SVM Accuracy: 0.956140350877193


In [46]:
metrics.confusion_matrix(y_test, y_pred)

array([[72,  0],
       [ 5, 37]], dtype=int64)

## Logistic Regression for comparison

In [47]:
scaler = MinMaxScaler()
df_scaled = scaler.fit_transform(df)

df_scaled[:2]

array([[0.52103744, 0.0226581 , 0.54598853, 0.36373277, 0.59375282,
        0.7920373 , 0.70313964, 0.73111332, 0.68636364, 0.60551811,
        0.35614702, 0.12046941, 0.3690336 , 0.27381126, 0.15929565,
        0.35139844, 0.13568182, 0.30062512, 0.31164518, 0.18304244,
        0.62077552, 0.14152452, 0.66831017, 0.45069799, 0.60113584,
        0.61929156, 0.56861022, 0.91202749, 0.59846245, 0.41886396],
       [0.64314449, 0.27257355, 0.61578329, 0.50159067, 0.28987993,
        0.18176799, 0.20360825, 0.34875746, 0.37979798, 0.14132266,
        0.15643672, 0.08258929, 0.12444047, 0.12565979, 0.11938675,
        0.08132304, 0.0469697 , 0.25383595, 0.08453875, 0.0911101 ,
        0.60690146, 0.30357143, 0.53981772, 0.43521431, 0.34755332,
        0.15456336, 0.19297125, 0.63917526, 0.23358959, 0.22287813]])

In [48]:
x_train_lr, x_test_lr, y_train_lr, y_test_lr = train_test_split(df_scaled, target,
                                                    test_size=0.2, random_state=1)

print(x_train_lr.shape, x_test_lr.shape, y_train_lr.shape, y_test_lr.shape)

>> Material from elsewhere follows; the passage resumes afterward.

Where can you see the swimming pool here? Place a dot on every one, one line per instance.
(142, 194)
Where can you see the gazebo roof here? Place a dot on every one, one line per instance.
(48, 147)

(455, 30) (114, 30) (455,) (114,)


In [51]:
lr = LogisticRegression(max_iter=200)
lr.fit(x_train_lr, y_train_lr)

y_pred_lr = lr.predict(x_test_lr)
y_pred_lr[:5]

array([0, 1, 0, 1, 0], dtype=int64)

In [52]:
print("Logistic Regression  Accuracy:",metrics.accuracy_score(y_test_lr, y_pred_lr))

Logistic Regression  Accuracy: 0.956140350877193


In [53]:
metrics.confusion_matrix(y_test_lr, y_pred_lr)

array([[72,  0],
       [ 5, 37]], dtype=int64)

In [54]:
## Performance of SVM and Logistic Regression are the same for this toy dataset.
## Not surprising as the test dataset is small, and False Negative would be more
## common with more benign outcomes to learn from.
## Balancing the class_weight led to a minor drop in accuracy.